What is the final pH of the solution?

Question

Calculate the pH of the solution that results from the addition of 0.020 moles of HNO3 to a buffer made by combining
0.500 L of 0.060 M NH4Cl ( use Ka = 5.60 x 10 -10 )
and 0.500 L of 0.120 M.


The question is apparently cut off at the, but I believe you do not have to necessarily know the substance, since NH4Cl is a salt.

pKa=9.25181


Everytime I have done this problem, I have gotten an incorrect answer. Please help. I have been using the Henderson-Hasselbalch equation to solve this.

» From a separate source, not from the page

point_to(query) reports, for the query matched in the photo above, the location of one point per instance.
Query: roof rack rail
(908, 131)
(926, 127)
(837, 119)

(-log(5.60 x (10^(-10)))) + log(.01 / .08) = 8.34872199

I don't understand what I'm doing wrong.

I thought that maybe if I switched it up (I don't know why), it would work but that is also wrong.

(-log(5.60 x (10^(-10)))) + log(.08 / .01) = 10.154902

Answer 1

First of all, you MUST have a full understanding of the problem before trying to attack it.
We have to necessarily know the substance. But as you said, since NH4Cl is a salt, and also since HCl is a strong acid, the other (missing) one must be NH4OH.
0.500 L of 0.120 M NH4OH <==> 0.06 mole NH4OH.
By adding 0.020 moles of HNO3 into the solution, the amount of NH4OH reduces to 0.04 mole and the amount of salt (considering to be NH4Cl) increases to 0.05 mole.
Further, assume that adding HNO3 did not increase the volume of the buffer, we must have: [NH4OH] = 0.02M and [NH4Cl] = 0.025M.
How do you get 0.01 and 0.08?
Also pay attention to Significant Figures!!